Максим поднялся с земли и принялся выковыривать из дула набившуюся туда грязь, а Павел Антонович успокаивал заметно побледневшую Вику, которая неотрывно смотрела на пожар и, наверное, представляла ужасные картины своего возможного там пребывания.

В конце концов, все уладилось, и они пошли прочь, освещая себе дорогу фонариками, ориентируясь по сгоревшим остаткам провода, окончательно превратившегося в подобие скукоженного трупа змеи с проступившим хребтом оптического кабеля и еле заметными выпуклостями продольно-поперечных мышц пакета медных и золотых проводов экранирующей обмотки.

С фонариками было гораздо хуже — они освещали лишь небольшие участки и при этом казалось, что в пятна электрического освещения они оттягивали редкие крупицы примеси света из окружающего мира, отчего там тьма еще больше сгущалась, смыкалась в постепенно сходящий на нет коридор, по которому они и брели, растекалась по земле, и даже при помощи искусственного освещения нельзя было ясно разглядеть все препятствия, лежащие на пути, лишь только слабые намеки на изменения ландшафта, размытые подъемы и спуски, наиболее крупные ямы, попадание в которые, к счастью, удавалось избегать, но в остальном они походили на слепых, спотыкающихся на каждой мелкой кочке, оступающихся в какие-то норы и врезающихся со всего маху во внезапно встающие на пути горы.

Вскоре им это надоело, тем более на свет стала слетаться местная фауна и задевать руки и лица кожистыми крыльями с острыми когтями, они отключили фонарики, постояли, привыкая к темноте и ожидая пока вобранный сумрак расползется, как сахар в воде, по всей помойке, возвращая окружающему миру такую ясную теперь серость, и двинулись дальше своей дорогой.

Максим не уловил ни сути операции, ни маршрут, обманчиво предполагая, что, во всяком случае, они, наконец-то, уйдут с помойки, но через несколько сотен шагов обнаружил некоторую странность в их движении — хотя двигались они прямо, насколько подобное возможно в условиях пересеченной местности, когда то и дело приходится ради соблюдения точности маршрута не обходить возвышенности и впадины, а переть через них, поднимаясь на горячие кучи хлама, обдирая руки о подлые железяки, проваливаясь и скатываясь в глубокие холодные ямы, наполненные мерзкими гнилыми лужами с какой-то скользкой и кусающейся живностью, выбираться из них на более менее ровные участки, и при всем при этом умудряясь двигаться точно на северо-запад, чему порукой были как внутреннее ощущение соответственного пересечения магнитных эквипотенциальных линий, так и встроенный в часы компас, но ни через сто, ни через двести, ни через пятьсот метров помойка не кончилась, а только начинала показываться во всей своей красе.

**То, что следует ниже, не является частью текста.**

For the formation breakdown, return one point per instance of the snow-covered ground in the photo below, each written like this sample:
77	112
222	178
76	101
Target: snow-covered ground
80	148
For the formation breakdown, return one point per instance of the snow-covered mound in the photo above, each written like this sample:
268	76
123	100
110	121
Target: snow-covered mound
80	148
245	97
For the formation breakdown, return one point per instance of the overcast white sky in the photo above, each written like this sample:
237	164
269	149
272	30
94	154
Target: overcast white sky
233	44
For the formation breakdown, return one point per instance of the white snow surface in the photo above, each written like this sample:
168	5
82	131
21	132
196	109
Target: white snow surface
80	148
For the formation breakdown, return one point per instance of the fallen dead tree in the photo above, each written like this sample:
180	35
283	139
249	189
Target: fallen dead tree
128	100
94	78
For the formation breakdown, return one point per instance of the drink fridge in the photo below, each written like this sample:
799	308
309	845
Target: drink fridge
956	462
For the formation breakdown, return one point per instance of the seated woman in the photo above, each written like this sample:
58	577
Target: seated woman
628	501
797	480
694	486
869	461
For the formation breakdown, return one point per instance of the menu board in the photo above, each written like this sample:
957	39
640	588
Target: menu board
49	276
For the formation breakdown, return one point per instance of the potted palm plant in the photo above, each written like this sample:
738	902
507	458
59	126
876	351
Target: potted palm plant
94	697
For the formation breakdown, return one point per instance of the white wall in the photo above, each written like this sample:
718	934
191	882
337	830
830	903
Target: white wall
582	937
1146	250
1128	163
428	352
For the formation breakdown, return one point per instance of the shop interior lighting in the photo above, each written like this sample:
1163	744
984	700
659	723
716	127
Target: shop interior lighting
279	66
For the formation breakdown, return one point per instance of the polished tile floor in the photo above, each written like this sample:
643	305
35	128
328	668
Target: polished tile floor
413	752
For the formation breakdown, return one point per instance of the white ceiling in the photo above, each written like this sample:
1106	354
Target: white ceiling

Так не должно было быть — они пришли с Викой именно оттуда, но не настолько углубились в кладбище отбросов, чтобы выбираться из него столько времени, и Максим почти решил открыть рот и осведомиться: какого черта они поперли непонятно в какую сторону и что случилось с остальным миром за те несколько часов, что они здесь провели — неужели в городе произошел спонтанный День Всеобщей Уборки Мусора, из-за чего данная местность пополнилась истинными жемчужинами отходов, но тут в разрыве туч удивительным образом возникла Луна, и он понял, что дело гораздо хуже.